Small businesses have long benefited from the Internet, through everything from e-commerce to Web advertising.
Now, a new type of online service is helping to solve a much more systemic problem: They cut out unnecessary middlemen when it comes to matters of money.
To date, small businesses have had few options when it comes to raising funds and negotiating terms and fees. But new sites are changing that, initiating a shift that is putting power into the hands of business owners.
Why go through a broker when a website can connect you directly to organizations that want to invest in your business? Why waste your time scoping out the best fees or finding the best partner when a website can aggregate the best options with just a few clicks?
Instead, these new sites serve as the most efficient middlemen, saving small businesses time, money and needless frustration.
Plus, unlike the dime-a-dozen websites created by anyone who knows how to code, these are ventures run by credible business people, with loads of experience in their fields.
FundingStore.com is one of these sites.
President Michael Badham is a chartered accountant and the former head of Canadian corporate finance at accounting behemoth Deloitte. His British-based partner, Nick Montague, who launched the same site in Britain, has a similar background.
The two men aren't simply vying for profit. Over their decades of experience, they saw how unnecessarily difficult it was for small businesses to raise money, and they think they have a way to streamline the process.

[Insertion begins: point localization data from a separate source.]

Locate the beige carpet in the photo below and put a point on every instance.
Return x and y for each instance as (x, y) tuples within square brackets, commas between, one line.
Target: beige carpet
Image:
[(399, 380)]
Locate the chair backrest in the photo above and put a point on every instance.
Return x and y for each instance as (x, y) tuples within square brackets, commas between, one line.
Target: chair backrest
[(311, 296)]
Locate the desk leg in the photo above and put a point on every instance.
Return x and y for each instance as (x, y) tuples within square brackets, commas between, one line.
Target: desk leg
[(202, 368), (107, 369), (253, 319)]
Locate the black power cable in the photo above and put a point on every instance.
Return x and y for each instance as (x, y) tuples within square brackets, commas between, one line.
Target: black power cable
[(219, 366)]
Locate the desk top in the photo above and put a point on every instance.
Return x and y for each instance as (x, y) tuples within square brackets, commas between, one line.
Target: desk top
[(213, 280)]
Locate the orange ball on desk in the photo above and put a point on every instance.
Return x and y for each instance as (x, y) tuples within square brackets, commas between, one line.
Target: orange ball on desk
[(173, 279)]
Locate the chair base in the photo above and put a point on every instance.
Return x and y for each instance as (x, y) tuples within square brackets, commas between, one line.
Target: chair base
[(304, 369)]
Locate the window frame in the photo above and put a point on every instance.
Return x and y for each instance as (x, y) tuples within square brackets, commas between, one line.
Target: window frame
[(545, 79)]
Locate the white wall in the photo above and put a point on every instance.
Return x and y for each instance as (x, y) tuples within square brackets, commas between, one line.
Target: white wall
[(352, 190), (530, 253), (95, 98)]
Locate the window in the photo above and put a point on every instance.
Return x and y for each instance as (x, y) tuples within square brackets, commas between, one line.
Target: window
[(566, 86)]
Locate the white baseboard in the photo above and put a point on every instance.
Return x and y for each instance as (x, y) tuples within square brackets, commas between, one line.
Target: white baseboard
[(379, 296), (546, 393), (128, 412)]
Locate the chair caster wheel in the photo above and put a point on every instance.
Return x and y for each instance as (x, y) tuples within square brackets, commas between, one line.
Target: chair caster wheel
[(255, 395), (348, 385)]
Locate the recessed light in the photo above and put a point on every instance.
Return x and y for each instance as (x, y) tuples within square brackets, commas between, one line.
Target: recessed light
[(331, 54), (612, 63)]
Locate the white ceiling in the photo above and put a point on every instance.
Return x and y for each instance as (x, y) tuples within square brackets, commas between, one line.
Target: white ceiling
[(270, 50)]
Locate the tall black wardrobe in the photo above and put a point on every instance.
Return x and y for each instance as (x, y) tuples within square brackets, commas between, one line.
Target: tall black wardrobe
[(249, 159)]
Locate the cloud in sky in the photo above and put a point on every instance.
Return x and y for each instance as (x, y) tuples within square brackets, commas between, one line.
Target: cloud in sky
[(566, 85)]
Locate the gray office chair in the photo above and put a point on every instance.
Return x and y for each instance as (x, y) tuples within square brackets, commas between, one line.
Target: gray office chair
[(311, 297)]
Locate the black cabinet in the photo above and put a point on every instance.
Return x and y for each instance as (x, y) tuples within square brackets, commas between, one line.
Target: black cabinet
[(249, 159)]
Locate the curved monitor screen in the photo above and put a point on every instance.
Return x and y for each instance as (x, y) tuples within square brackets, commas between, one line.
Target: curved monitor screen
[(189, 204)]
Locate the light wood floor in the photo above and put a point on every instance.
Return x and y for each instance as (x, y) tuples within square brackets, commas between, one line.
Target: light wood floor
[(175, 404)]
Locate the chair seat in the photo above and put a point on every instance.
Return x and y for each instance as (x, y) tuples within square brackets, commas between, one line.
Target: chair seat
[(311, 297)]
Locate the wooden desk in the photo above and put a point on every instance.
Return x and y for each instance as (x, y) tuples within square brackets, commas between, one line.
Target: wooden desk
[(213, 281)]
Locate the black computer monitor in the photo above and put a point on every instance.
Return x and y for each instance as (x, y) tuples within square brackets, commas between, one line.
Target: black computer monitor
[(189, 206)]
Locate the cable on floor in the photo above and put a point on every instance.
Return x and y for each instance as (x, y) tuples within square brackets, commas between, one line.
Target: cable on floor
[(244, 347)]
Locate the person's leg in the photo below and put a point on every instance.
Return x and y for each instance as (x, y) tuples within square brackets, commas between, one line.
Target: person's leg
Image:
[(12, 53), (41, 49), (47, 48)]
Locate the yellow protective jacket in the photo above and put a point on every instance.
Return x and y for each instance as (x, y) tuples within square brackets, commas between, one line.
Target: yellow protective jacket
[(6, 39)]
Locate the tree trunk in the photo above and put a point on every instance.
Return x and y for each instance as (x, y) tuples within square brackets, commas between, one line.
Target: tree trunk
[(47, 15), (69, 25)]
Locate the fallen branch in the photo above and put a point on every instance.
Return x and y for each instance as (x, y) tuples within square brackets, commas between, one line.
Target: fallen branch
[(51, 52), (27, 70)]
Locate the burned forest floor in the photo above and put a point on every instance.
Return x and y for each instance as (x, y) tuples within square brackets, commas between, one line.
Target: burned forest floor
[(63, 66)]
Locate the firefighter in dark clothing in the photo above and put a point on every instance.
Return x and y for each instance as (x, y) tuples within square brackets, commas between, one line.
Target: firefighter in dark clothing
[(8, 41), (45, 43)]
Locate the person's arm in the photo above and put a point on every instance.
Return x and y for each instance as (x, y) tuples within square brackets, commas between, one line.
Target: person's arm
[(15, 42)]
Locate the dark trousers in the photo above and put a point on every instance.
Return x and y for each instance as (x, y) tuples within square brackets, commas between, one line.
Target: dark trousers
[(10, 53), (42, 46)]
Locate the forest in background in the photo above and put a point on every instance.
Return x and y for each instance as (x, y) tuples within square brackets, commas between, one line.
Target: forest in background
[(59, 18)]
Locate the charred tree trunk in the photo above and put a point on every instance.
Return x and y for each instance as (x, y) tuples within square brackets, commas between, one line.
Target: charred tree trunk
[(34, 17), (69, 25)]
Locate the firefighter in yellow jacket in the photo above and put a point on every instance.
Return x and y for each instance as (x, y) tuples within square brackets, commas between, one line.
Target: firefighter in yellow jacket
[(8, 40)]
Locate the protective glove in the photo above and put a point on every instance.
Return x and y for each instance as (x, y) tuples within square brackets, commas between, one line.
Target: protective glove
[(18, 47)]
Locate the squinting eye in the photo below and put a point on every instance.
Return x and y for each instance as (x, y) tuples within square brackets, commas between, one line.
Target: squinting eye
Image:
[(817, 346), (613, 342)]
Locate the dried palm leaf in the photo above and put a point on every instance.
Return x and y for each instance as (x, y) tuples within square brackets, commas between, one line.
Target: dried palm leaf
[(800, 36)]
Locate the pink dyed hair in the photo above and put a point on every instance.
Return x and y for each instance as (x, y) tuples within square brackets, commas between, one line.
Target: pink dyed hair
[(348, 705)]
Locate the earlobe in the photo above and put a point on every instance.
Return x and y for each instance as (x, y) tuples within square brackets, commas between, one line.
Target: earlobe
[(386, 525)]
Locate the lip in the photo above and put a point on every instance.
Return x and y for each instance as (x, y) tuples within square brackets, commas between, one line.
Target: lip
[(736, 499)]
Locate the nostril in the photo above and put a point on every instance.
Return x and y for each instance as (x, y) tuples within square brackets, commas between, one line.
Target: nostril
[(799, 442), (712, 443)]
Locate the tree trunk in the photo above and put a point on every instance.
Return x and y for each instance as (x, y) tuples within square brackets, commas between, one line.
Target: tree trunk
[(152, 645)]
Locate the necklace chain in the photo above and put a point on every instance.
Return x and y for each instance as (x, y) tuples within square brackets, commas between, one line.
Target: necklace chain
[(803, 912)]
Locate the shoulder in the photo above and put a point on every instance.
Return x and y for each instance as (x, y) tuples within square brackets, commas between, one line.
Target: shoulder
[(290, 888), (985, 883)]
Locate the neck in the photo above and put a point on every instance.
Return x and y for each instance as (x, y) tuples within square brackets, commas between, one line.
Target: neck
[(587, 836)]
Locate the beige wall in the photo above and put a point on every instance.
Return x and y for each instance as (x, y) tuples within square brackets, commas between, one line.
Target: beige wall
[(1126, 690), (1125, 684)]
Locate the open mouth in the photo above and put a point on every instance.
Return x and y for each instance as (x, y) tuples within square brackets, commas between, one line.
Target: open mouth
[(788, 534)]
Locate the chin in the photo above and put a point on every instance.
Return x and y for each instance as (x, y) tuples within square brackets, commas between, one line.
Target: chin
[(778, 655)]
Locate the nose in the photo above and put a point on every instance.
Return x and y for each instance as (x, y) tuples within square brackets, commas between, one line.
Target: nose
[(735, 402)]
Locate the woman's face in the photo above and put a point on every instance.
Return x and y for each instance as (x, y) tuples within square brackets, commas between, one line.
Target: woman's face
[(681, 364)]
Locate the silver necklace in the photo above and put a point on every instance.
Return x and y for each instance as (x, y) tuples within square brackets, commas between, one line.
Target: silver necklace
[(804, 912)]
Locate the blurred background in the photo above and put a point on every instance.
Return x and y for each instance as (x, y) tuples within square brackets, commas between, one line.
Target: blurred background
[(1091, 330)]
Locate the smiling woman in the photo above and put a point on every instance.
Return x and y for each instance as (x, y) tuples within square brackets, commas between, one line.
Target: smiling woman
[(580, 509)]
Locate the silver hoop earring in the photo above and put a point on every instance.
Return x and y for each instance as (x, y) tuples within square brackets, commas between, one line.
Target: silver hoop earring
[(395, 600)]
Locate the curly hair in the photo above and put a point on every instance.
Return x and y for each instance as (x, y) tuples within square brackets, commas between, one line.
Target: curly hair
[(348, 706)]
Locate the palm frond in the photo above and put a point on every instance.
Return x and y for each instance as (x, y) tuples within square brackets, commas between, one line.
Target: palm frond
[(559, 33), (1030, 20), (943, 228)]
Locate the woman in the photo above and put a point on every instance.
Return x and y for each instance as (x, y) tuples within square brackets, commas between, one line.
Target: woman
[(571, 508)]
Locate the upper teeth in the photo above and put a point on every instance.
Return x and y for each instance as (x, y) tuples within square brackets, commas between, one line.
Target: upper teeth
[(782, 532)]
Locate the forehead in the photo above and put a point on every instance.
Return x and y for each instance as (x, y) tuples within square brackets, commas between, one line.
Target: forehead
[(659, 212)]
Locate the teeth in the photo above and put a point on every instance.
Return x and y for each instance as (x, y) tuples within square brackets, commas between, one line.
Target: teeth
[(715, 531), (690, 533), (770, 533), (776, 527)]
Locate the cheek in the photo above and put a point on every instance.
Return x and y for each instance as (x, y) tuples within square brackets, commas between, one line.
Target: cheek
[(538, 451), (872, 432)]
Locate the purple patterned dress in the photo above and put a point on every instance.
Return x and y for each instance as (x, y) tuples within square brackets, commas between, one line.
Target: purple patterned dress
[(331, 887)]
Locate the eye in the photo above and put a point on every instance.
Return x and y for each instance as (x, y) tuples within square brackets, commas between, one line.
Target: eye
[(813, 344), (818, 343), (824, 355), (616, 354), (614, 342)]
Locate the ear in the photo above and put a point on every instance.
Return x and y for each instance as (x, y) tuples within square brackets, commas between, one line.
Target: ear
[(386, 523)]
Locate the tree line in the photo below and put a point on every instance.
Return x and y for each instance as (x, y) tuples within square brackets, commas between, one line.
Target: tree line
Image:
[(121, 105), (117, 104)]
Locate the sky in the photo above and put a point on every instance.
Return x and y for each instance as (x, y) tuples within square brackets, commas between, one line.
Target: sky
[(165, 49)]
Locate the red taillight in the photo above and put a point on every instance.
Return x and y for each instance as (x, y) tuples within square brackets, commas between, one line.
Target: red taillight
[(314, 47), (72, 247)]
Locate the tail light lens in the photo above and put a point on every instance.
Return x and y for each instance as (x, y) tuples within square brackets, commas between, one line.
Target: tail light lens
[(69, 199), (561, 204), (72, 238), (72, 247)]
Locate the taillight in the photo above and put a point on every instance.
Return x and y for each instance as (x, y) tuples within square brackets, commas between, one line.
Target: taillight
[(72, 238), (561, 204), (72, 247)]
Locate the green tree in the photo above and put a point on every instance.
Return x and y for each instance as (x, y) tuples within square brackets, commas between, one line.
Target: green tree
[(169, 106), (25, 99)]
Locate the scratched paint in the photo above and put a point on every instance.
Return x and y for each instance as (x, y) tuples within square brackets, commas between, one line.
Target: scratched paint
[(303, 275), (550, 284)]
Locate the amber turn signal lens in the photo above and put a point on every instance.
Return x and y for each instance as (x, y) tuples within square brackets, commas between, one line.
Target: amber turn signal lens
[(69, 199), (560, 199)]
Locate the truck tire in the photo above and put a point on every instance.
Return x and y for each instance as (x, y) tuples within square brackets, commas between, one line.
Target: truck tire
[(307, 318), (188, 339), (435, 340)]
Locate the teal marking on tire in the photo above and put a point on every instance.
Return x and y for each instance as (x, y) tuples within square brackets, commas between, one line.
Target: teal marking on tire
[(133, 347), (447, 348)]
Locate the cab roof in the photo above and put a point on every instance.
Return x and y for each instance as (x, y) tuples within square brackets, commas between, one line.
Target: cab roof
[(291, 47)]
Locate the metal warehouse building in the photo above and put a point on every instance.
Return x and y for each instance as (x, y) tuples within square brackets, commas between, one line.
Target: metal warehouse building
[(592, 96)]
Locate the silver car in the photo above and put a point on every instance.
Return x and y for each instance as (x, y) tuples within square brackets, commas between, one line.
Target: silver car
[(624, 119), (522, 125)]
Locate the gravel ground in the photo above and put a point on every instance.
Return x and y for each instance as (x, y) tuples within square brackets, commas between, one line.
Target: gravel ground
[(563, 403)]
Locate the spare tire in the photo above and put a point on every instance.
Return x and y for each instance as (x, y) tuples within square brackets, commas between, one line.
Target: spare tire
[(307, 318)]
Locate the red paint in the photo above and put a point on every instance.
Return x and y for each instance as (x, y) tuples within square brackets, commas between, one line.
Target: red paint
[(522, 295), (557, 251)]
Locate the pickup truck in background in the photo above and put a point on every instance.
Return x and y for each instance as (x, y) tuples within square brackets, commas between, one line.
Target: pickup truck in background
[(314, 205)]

"For a small business, to raise about $1-million is still the hardest thing to do in the capital markets," Mr. Badham said. "You're sort of caught between $50,000 from friends and family to start your business, and the $5-million or $10-million you need to catch somebody's attention at a bank."
"It's all about percentages," Mr. Badham added. Advisers may make 3-per-cent commission on a deal, and that cut on $1-million "barely gets you started" at a big institution.
That's where FundingStore comes in. Business owners fill out an online form that asks a few quick questions, like what stage their company is at (start-up to pre-IPO), the purpose of the funding (from acquisitions to replacing existing debt), and how much money is needed.
The application is then forwarded to lenders looking for new prospects.
The website's key selling point is that the lenders are sources of capital that small businesses have likely never thought of, or that the low-level employees who serve them at their banks would not know to point them toward. Examples could be angel investors or export lenders, or even a distinct division of one of the big banks that most people don't know about.
"Business owners who don't have any financial training don't have any knowledge of where to go" to raise money, Mr. Badham said. "Generally, they aren't part of an ecosystem that will point them into the capital markets."
In effect, FundingStore functions as online dating site, the eHarmony of the small business world.
But how many small businesses could benefit from such a service? A whole slew, according to Peter Hatges, head of corporate finance at KPMG in Canada, who has no affiliation with the website.
"I think it goes without saying, any quantum of money is hard to borrow, never mind a small amount of money," he said.
Amounts in the $1-million range are particularly tricky, he added, because they "take as much effort and time to complete as a big transaction," but for less money.
To make the funding requests more appealing, FundingStore offers things like standardized application forms. That way, when a business submits a proposal, the lender isn't shuffling through unorganized papers that make the borrower small seem unprofessional.
There is also an online academy devoted to explaining the different types of funding available, because so many small businesses don't know what kind of money they need, or even what is available – whether it be a term loan, asset-backed lending, working capital loans or invoice financing.
FeeFighters.com is a similar business, except it targets small businesses that process credit card payments.
Currently, credit card vendors charge egregious fees to merchants, and the businesses that rely on this service have no negotiating power because the market is hard to navigate and fees are not openly disclosed.
FeeFighters aims to end that by creating a virtual marketplace. "We are bringing transparency to a market that has been completely opaque," said Canadian head Marcus Dagenais.
Much like FundingStore, FeeFighters asks small businesses to fill out a short form and then matches their card-processing requirements with vendors who have signed up for the site and who agree to disclose a monthly all-in cost that encompasses all of the hidden fees.
The small business can then choose the lowest price available, or pay up for a service that best matches its needs. They key point is that the choice is theirs.
In exchange for brokering the deal, FeeFighters is paid a fee by the credit-card company.
In the same way that FundingStore was started by accountants, FeeFighters was founded by people who know credit cards. Sean Harper, a former Boston Consulting Group consultant with case work in the payments industry, started the company in the United States. Mr. Dagenais, his Canadian partner, works in the credit card processing industry north of the border.
The big looming question is whether or not the credit card companies will play ball, considering that FeeFighters garners low fees. "They see it as a necessary evil," Mr. Dagenais said. The credit card companies could make less per contract, but those that participate have easy access to more potential clients.
FeeFighters has already signed up three-quarters of Canada's nine credit-card processors and Mr. Dagenais is using his industry connections to get the others involved.
When pitching the idea, he highlights that the website simply cuts out middlemen. The vendors are "still going to get paid at the end of the day," he said.
Editor's Note: An earlier version of this online article and the version published in Wednesday's Globe, contained incorrect information. This version has been corrected.